Mitglied der Kommission


(1)  ABl. C 30 vom 2.2.2008, S. 21.

(2)  Siehe Fußnote 1.

(3)  August 2005.

(4)  Keine Daten verfügbar.

(5)  Gazzetta Ufficiale Nr. 62 vom 16.3.2005.

(6)  Gazzetta Ufficiale Nr. 111 vom 14.5.2005.

(7)  Gemäß ihrer Auslegung der italienischen Rechtsvorschriften versteht die Kommission unter „Insolvenzverfahren“ ein gerichtliches Verfahren, das eingeleitet wird, wenn ein Unternehmen als zahlungsunfähig betrachtet wird. Ein Insolvenzrichter überwacht das Verfahren, während der Insolvenzverwalter das Schuldnervermögen verteilt und ein Gläubigerausschuss sämtliche Gläubiger vertritt. Im Rahmen des Verfahrens werden auf der Grundlage des italienischen Zivilgesetzbuches die vorrangigen Gläubiger ermittelt, um deren Forderungen durch die Verwertung des Schuldnervermögens zu befriedigen, was in der Regel zur Liquidation des Unternehmens führt.

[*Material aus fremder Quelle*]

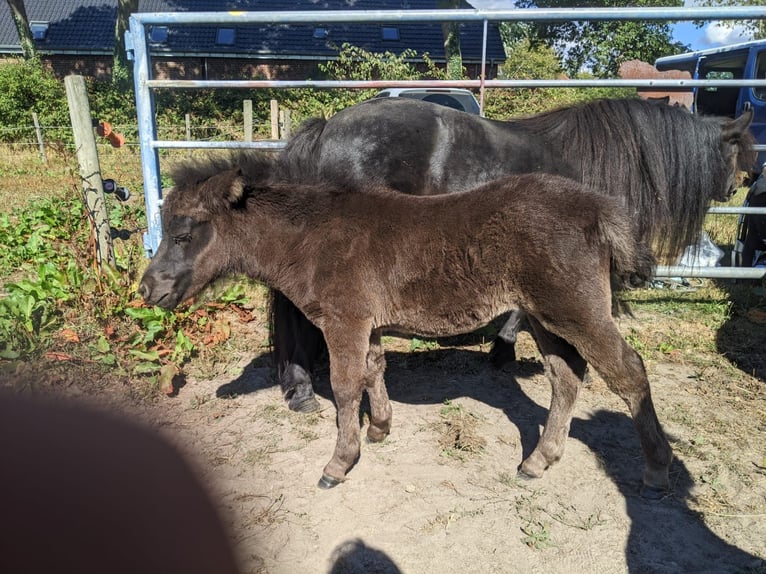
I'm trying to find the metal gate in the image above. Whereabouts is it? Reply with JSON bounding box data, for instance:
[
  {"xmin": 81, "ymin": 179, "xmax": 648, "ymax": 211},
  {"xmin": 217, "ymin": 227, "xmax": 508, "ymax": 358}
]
[{"xmin": 125, "ymin": 6, "xmax": 766, "ymax": 279}]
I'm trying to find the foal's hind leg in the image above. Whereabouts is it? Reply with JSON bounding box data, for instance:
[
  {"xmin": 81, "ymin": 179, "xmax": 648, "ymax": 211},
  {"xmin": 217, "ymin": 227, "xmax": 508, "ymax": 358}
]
[
  {"xmin": 364, "ymin": 333, "xmax": 391, "ymax": 442},
  {"xmin": 489, "ymin": 309, "xmax": 527, "ymax": 369},
  {"xmin": 519, "ymin": 317, "xmax": 586, "ymax": 478},
  {"xmin": 548, "ymin": 317, "xmax": 673, "ymax": 495},
  {"xmin": 270, "ymin": 291, "xmax": 323, "ymax": 413},
  {"xmin": 319, "ymin": 321, "xmax": 384, "ymax": 488}
]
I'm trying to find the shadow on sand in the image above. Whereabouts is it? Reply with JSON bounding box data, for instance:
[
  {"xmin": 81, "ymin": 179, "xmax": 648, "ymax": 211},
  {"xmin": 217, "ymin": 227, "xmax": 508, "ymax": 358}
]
[{"xmin": 217, "ymin": 349, "xmax": 766, "ymax": 574}]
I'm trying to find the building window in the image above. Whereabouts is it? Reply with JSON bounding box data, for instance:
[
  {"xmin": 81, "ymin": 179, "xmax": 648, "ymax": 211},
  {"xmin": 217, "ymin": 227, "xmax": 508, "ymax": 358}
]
[
  {"xmin": 149, "ymin": 26, "xmax": 168, "ymax": 44},
  {"xmin": 29, "ymin": 22, "xmax": 50, "ymax": 40},
  {"xmin": 215, "ymin": 28, "xmax": 236, "ymax": 46},
  {"xmin": 381, "ymin": 26, "xmax": 399, "ymax": 40}
]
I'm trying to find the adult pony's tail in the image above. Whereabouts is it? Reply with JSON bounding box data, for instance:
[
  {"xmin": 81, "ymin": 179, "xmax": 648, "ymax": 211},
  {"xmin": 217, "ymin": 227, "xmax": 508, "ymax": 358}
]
[
  {"xmin": 595, "ymin": 202, "xmax": 657, "ymax": 288},
  {"xmin": 276, "ymin": 118, "xmax": 327, "ymax": 183}
]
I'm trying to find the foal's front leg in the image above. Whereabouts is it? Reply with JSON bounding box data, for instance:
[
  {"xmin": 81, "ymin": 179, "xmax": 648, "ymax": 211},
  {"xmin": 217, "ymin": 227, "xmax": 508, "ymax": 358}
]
[{"xmin": 319, "ymin": 322, "xmax": 378, "ymax": 488}]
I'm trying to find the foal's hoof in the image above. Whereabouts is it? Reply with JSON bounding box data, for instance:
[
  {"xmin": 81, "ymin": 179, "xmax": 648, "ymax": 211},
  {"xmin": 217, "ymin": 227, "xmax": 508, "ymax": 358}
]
[
  {"xmin": 516, "ymin": 469, "xmax": 540, "ymax": 482},
  {"xmin": 287, "ymin": 395, "xmax": 319, "ymax": 413},
  {"xmin": 489, "ymin": 338, "xmax": 516, "ymax": 369},
  {"xmin": 641, "ymin": 484, "xmax": 668, "ymax": 500},
  {"xmin": 317, "ymin": 474, "xmax": 343, "ymax": 490}
]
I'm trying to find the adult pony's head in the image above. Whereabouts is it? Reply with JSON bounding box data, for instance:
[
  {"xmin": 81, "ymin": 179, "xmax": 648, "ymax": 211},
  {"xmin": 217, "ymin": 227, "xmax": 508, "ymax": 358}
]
[{"xmin": 139, "ymin": 152, "xmax": 273, "ymax": 309}]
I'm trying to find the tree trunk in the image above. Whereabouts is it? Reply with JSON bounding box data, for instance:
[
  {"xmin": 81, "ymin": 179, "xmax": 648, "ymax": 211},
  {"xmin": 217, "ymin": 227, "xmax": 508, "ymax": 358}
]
[
  {"xmin": 8, "ymin": 0, "xmax": 37, "ymax": 60},
  {"xmin": 437, "ymin": 0, "xmax": 463, "ymax": 80},
  {"xmin": 112, "ymin": 0, "xmax": 138, "ymax": 90}
]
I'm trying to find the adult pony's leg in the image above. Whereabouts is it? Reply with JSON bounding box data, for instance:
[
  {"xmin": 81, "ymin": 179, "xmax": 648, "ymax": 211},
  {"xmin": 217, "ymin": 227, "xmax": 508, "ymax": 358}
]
[
  {"xmin": 544, "ymin": 316, "xmax": 673, "ymax": 497},
  {"xmin": 364, "ymin": 332, "xmax": 391, "ymax": 442},
  {"xmin": 489, "ymin": 309, "xmax": 527, "ymax": 369},
  {"xmin": 270, "ymin": 291, "xmax": 324, "ymax": 413},
  {"xmin": 318, "ymin": 322, "xmax": 376, "ymax": 488},
  {"xmin": 519, "ymin": 316, "xmax": 586, "ymax": 478}
]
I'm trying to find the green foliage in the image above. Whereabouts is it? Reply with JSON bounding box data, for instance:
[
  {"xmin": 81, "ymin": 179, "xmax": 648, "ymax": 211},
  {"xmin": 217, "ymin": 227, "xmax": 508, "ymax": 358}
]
[
  {"xmin": 0, "ymin": 59, "xmax": 69, "ymax": 141},
  {"xmin": 512, "ymin": 0, "xmax": 686, "ymax": 78},
  {"xmin": 484, "ymin": 38, "xmax": 636, "ymax": 119},
  {"xmin": 0, "ymin": 261, "xmax": 83, "ymax": 358},
  {"xmin": 0, "ymin": 198, "xmax": 83, "ymax": 276}
]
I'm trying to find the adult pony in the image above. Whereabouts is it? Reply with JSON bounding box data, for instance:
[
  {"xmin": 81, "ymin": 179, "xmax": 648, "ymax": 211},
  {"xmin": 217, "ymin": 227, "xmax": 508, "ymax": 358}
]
[
  {"xmin": 271, "ymin": 98, "xmax": 755, "ymax": 410},
  {"xmin": 139, "ymin": 154, "xmax": 672, "ymax": 493}
]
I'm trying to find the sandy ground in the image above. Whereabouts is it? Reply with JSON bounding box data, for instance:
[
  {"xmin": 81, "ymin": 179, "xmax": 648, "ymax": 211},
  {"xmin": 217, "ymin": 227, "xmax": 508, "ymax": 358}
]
[{"xmin": 115, "ymin": 324, "xmax": 766, "ymax": 574}]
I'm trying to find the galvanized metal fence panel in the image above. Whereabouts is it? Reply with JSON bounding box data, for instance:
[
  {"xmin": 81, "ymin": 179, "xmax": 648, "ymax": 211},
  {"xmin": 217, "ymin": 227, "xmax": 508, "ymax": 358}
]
[{"xmin": 125, "ymin": 6, "xmax": 766, "ymax": 279}]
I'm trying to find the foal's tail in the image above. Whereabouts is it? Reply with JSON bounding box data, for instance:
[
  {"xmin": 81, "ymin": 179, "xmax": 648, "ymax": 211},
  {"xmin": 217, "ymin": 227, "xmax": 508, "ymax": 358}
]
[
  {"xmin": 596, "ymin": 202, "xmax": 657, "ymax": 288},
  {"xmin": 276, "ymin": 118, "xmax": 327, "ymax": 183}
]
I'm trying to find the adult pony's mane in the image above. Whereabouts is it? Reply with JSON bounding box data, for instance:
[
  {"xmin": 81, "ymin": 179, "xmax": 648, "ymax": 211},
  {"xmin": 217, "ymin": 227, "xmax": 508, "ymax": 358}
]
[{"xmin": 520, "ymin": 98, "xmax": 755, "ymax": 256}]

(8)  Gemäß ihrer Auslegung der italienischen Rechtsvorschriften versteht die Kommission unter „Sonderverwaltung“ ein Verwaltungsverfahren, das auf der Grundlage eines Umstrukturierungsplans auf zahlungsunfähige Großunternehmen (normalerweise mit mehr als 1 000 Beschäftigten) Anwendung findet, um eine Insolvenz zu vermeiden. Das Verfahren zielt somit nicht auf die Liquidation, sondern auf die Reorganisation des Unternehmens ab. Siehe Entscheidung der Kommission vom 4.7.2006 in der Sache NN 16/06, CIT, ABl. C 244 vom 11.10.2006, S. 14.

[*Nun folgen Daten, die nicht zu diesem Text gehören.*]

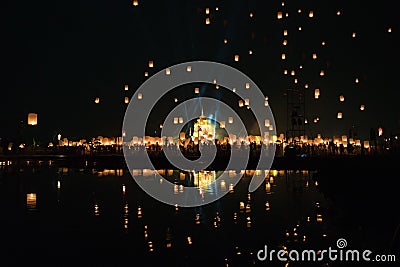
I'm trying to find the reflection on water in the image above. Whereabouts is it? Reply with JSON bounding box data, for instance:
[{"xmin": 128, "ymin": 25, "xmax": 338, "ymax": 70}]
[{"xmin": 0, "ymin": 161, "xmax": 390, "ymax": 266}]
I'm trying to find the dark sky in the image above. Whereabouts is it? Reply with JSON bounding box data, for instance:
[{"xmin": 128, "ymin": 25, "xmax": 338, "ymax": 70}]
[{"xmin": 0, "ymin": 0, "xmax": 400, "ymax": 143}]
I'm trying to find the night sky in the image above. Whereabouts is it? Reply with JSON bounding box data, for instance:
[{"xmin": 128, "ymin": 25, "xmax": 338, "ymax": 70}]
[{"xmin": 0, "ymin": 0, "xmax": 400, "ymax": 144}]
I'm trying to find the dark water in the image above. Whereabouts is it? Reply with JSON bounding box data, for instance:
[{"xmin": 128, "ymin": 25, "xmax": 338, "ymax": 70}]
[{"xmin": 0, "ymin": 160, "xmax": 399, "ymax": 266}]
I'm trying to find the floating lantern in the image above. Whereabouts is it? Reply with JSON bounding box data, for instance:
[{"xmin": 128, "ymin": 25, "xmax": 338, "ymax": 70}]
[{"xmin": 28, "ymin": 113, "xmax": 37, "ymax": 126}]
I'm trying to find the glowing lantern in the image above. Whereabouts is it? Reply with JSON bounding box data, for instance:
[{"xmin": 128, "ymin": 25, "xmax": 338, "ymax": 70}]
[
  {"xmin": 28, "ymin": 113, "xmax": 37, "ymax": 126},
  {"xmin": 314, "ymin": 89, "xmax": 321, "ymax": 99}
]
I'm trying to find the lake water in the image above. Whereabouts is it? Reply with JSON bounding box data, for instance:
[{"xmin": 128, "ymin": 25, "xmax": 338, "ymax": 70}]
[{"xmin": 0, "ymin": 159, "xmax": 398, "ymax": 266}]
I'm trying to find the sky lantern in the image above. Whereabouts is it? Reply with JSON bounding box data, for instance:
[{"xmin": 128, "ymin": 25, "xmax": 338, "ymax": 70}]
[
  {"xmin": 314, "ymin": 88, "xmax": 321, "ymax": 99},
  {"xmin": 28, "ymin": 113, "xmax": 37, "ymax": 126}
]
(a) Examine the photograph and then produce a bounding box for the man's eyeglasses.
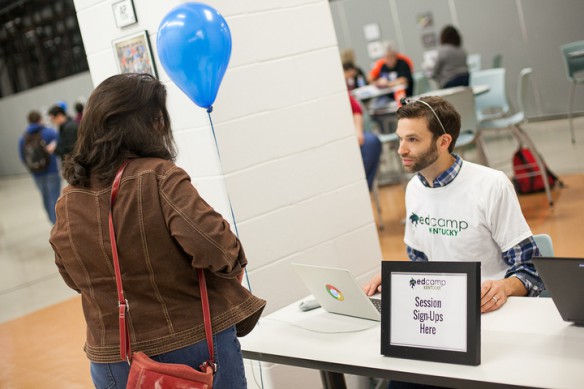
[399,97,447,134]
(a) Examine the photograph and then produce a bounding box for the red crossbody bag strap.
[108,161,132,361]
[108,160,216,366]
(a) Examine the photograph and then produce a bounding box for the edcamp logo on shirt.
[409,212,468,236]
[409,277,446,290]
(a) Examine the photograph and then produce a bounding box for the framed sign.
[381,261,481,366]
[113,31,157,77]
[112,0,138,28]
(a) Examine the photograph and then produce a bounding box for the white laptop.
[292,263,381,321]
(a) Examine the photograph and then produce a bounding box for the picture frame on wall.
[112,0,138,28]
[112,31,158,77]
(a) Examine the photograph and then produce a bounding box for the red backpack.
[513,146,563,194]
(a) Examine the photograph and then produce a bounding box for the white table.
[351,84,406,100]
[240,298,584,389]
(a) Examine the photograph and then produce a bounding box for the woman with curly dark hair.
[50,74,265,389]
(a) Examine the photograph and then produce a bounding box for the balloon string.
[207,106,253,293]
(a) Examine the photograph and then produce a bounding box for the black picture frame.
[381,261,481,366]
[112,0,138,28]
[112,30,158,78]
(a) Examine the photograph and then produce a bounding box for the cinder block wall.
[75,0,381,388]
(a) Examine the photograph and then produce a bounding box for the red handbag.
[109,161,217,389]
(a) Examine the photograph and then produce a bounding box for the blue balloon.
[156,3,231,111]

(9)  ABl. C 244 vom 1.10.2004, S. 2.

(10)  ABl. C 272 vom 15.11.2007, S. 4.

(11)  Autorità Garante della Concorrenza e del Mercato — Beschluss Nr. 11479 vom 5.12.2002, Pufin/Finmek Automotive-Nicofin.

(12)  ABl. C 155 vom 20.6.2008, S. 10.

(13)  ABl. L 140 vom 30.4.2004, S. 1.